Review, approve, done. 5 minutes instead of 15. Your complete tech stack handled the whole day.

Time Saved Today

  • Time entry generation: 12 minutes saved
  • Client intake automation: 30 minutes saved
  • Legal research: 65 minutes saved
  • Discovery drafting: 75 minutes saved
  • Contract summary: 50 minutes saved
  • Client email: 15 minutes saved
  • Contract review: 20 minutes saved
  • Billing narratives: 10 minutes saved

Total: approximately 4.5 hours saved. That’s either 4.5 more billable hours or closing at 4:30 instead of 7 PM.

The Non-Negotiable Rule

Every piece of AI-generated legal content gets reviewed. Every citation gets verified. Every communication gets accuracy-checked. AI drafts. You decide. The bar requires competent supervision, and AI is no exception.

FAQ

Is using AI for legal work ethical? Yes: with supervision. Most state bars confirm AI tools are permitted when lawyers maintain oversight, verify accuracy, and protect confidentiality. The consensus: supervised AI use is ethical, and competence may now require familiarity with available tools.

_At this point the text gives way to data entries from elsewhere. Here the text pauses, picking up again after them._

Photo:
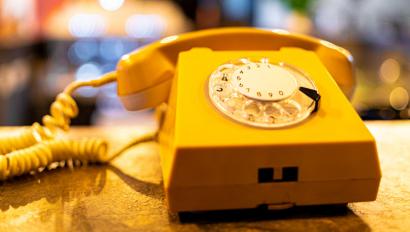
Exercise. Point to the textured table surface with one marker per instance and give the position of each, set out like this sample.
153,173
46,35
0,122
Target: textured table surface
128,195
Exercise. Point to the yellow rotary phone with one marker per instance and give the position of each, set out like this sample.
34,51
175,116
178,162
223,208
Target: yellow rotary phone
253,117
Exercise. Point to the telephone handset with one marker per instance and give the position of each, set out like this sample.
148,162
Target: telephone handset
144,76
242,119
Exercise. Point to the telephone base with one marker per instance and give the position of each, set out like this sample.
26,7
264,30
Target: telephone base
275,196
263,213
210,162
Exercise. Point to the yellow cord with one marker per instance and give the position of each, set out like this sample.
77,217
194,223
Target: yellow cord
37,147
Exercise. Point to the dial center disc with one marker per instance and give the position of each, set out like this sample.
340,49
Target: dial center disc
265,82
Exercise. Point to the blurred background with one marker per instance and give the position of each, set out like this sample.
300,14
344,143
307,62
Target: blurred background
44,45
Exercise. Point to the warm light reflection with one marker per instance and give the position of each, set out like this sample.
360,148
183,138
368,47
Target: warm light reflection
87,25
389,71
399,98
145,26
111,5
87,71
169,39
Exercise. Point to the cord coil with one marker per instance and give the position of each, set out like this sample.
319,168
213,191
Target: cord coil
37,147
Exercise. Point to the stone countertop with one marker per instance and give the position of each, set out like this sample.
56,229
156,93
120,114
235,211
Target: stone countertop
128,196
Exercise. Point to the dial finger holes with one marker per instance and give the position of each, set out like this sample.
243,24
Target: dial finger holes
257,92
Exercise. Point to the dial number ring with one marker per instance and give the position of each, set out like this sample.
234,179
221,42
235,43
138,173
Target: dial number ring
260,93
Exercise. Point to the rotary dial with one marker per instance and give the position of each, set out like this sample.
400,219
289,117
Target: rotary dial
263,94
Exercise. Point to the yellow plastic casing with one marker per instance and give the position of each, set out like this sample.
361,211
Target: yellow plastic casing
211,162
145,75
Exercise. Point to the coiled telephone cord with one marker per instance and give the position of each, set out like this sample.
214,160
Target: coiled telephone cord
37,147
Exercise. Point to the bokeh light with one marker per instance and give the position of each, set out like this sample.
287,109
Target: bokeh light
389,71
145,26
399,98
87,25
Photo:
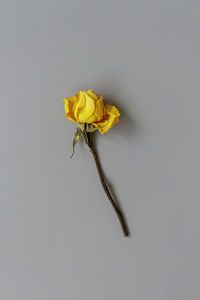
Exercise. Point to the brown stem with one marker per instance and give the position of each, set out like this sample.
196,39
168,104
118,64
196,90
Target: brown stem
104,185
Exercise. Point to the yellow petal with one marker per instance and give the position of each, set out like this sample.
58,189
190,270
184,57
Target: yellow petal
88,107
69,104
111,117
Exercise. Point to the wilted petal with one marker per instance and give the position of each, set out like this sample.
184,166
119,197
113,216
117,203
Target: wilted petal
111,117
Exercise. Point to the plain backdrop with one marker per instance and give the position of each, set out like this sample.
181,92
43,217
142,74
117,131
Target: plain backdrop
59,237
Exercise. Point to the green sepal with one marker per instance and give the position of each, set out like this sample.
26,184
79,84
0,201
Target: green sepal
86,140
75,140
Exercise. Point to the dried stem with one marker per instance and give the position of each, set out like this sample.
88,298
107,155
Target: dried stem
104,185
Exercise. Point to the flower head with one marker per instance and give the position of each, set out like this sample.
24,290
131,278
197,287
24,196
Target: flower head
88,108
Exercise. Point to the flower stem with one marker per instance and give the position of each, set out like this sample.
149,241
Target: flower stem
105,187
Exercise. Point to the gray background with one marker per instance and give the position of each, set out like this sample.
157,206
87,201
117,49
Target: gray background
59,236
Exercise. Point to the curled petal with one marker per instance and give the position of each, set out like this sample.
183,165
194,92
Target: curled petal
111,117
69,104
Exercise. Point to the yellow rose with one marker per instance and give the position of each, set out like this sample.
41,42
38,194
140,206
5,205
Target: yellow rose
87,107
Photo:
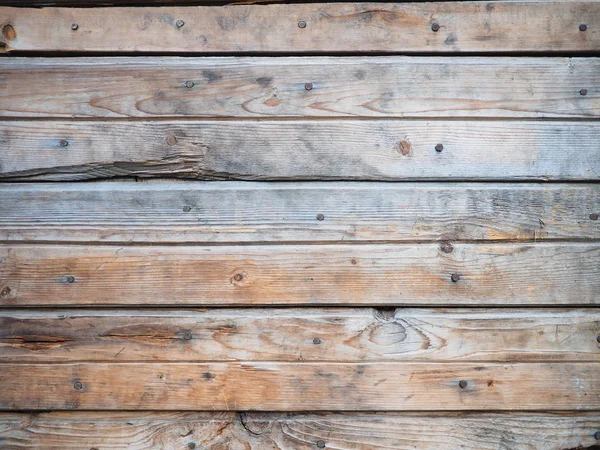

What about confidentiality when uploading documents? Use tools with enterprise data policies: CoCounsel, Clio’s built-in AI, ChatGPT Team/Enterprise plans that don’t train on your data. Never upload client documents to free-tier consumer AI. When in doubt, anonymize identifying details.

Can CoCounsel replace Westlaw? Not entirely. It’s excellent for finding relevant cases quickly and synthesizing arguments, but complex research in specialized areas may still benefit from traditional databases. Most solo attorneys use CoCounsel for 70% of research and traditional tools for 30%.

How do I explain AI use to clients? Frame it simply: “I use AI tools to increase efficiency, keeping costs reasonable. All work is reviewed and verified by me personally.” Most clients appreciate knowing their bills are lower because you work efficiently.

What’s the minimum AI investment for a solo attorney? ChatGPT Plus at $20/month handles email drafting, summarization, billing narratives, and general writing. Add CoCounsel ($100-200/month) once billing volume justifies it: typically when you’re billing 20+ hours weekly with significant research time.